Example 1: verifying whether the antibacterial effect of the antibacterial peptide sample can be rapidly observed by the method
1.1 Laboratory apparatus: an autoclave, a constant temperature incubator, a pipetting gun, a water bath, an electroceramic stove and an ultra-clean workbench;
1.2 experimental method:
1.2.1 preparation of selective Medium: dissolving 20.0g of tryptone, 5.0g of sodium chloride, 5.0g of lactose, 2.75g of dipotassium hydrogen phosphate, 2.75g of monopotassium phosphate and 0.1g of sodium lauryl sulfate in distilled water, adjusting pH=7.0+/-0.2, and fixing the volume to 1L by using distilled water; subpackaging the E.coli selective medium prepared in the step S1 into 18 x 180mm glass test tubes, 8ml each test tube, adding one Du Shixiao tube/inverted tube into each test tube after subpackaging, adding a silica gel plug for sealing, tightly winding and sealing by using a rubber band or a sealing film, and maintaining the pressure at 121 ℃ for 20min for sterilization.
1.2.2 Indicator bacteria culture:
Preparation of LB liquid Medium: 10g of tryptone, 5g of yeast extract powder and 10g of sodium chloride are dissolved in distilled water, the pH value is regulated to be 7.0+/-0.2 at 25 ℃, distilled water is used for fixing the volume to be 1L, and the pressure is maintained for 20min at 121 ℃ for sterilization.
Preparing LB plate culture medium, dissolving tryptone 10g, yeast extract 5g and sodium chloride 10g in distilled water, adjusting pH to 7.0+ -0.2 at 25deg.C, adding agar 17g, stirring uniformly, fixing volume to 1L with distilled water, maintaining pressure at 121deg.C for 20min, and sterilizing.
Preparation of E.coli indicator bacteria: thawing E.coli (ATCC 25922) frozen stock solution at 4 ℃, dipping the E.coli frozen stock solution in an ultra clean bench by a sterile inoculating loop, streaking on an LB flat plate medium, culturing overnight at 37 ℃, picking 2-3 single colonies, inoculating the single colonies into 100ml of LB liquid medium, culturing for 12-16 h at 37 ℃ by shaking by a shaking table at 100rpm after inoculating, and obtaining turbid culture solution after culturing.
Preparing an escherichia coli culture solution: culturing Escherichia coli indicator bacteria in LB liquid medium at 37deg.C and 180rpm for 20 hr, and adjusting the concentration of Escherichia coli culture solution with LB liquid medium to make it consistent with 0.5 turbidity of the Mirabilitum.
1.2.3 Preparation of antibacterial peptide dilutions: 1g of antibacterial peptide is weighed, dissolved in 100ML of sterile water, centrifuged at 4000rpm for 5min, and the supernatant is taken for standby to prepare 100-fold dilution of the antibacterial peptide.

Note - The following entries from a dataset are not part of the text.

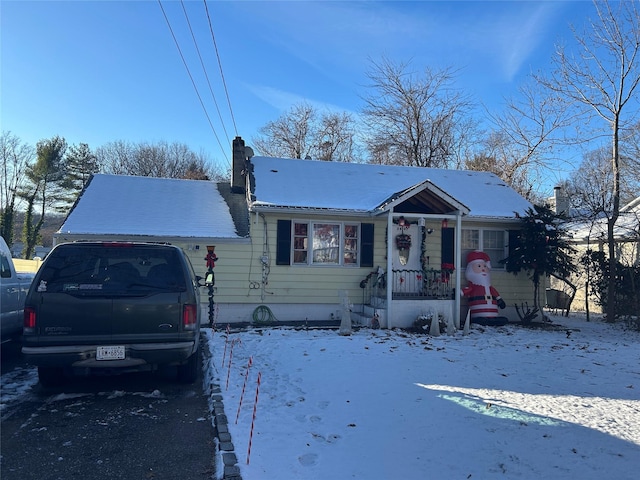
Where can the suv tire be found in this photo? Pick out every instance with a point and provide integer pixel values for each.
(188, 372)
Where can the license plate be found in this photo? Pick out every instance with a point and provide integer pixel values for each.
(112, 352)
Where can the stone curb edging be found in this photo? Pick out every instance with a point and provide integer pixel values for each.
(225, 444)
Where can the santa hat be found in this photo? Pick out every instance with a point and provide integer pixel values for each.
(478, 255)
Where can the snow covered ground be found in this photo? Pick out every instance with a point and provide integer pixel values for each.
(504, 402)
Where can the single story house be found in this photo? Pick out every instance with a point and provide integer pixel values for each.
(294, 238)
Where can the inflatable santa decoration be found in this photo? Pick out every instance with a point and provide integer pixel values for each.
(483, 299)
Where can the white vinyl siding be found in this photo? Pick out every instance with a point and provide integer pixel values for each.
(492, 242)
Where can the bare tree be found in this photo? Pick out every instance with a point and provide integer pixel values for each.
(175, 160)
(413, 119)
(304, 132)
(525, 138)
(602, 82)
(46, 190)
(14, 159)
(335, 138)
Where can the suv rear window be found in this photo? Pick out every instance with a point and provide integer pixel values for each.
(115, 270)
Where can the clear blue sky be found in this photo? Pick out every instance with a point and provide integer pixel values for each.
(100, 71)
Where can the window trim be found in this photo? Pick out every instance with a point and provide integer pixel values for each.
(286, 242)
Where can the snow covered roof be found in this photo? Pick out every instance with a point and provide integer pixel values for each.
(313, 184)
(131, 205)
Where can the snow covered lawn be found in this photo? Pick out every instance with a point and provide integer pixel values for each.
(504, 402)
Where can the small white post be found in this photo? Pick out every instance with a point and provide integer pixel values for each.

1.2.4 Co-cultivation of antibacterial peptides with E.coli: and (3) respectively taking 1mL of the prepared escherichia coli culture solution and 1mL of the antibacterial peptide diluent, lightly adding the escherichia coli culture solution and the antibacterial peptide diluent into a selective culture medium test tube, carrying out water bath culture at 37 ℃ for 3 hours, observing whether bubbles and color changes occur in a pouring tube in the test tube, and simultaneously, preparing a blank control group without adding the antibacterial peptide. The experimental group at this time used the antimicrobial peptide at a concentration of 1/100 x 1/10=0.1%.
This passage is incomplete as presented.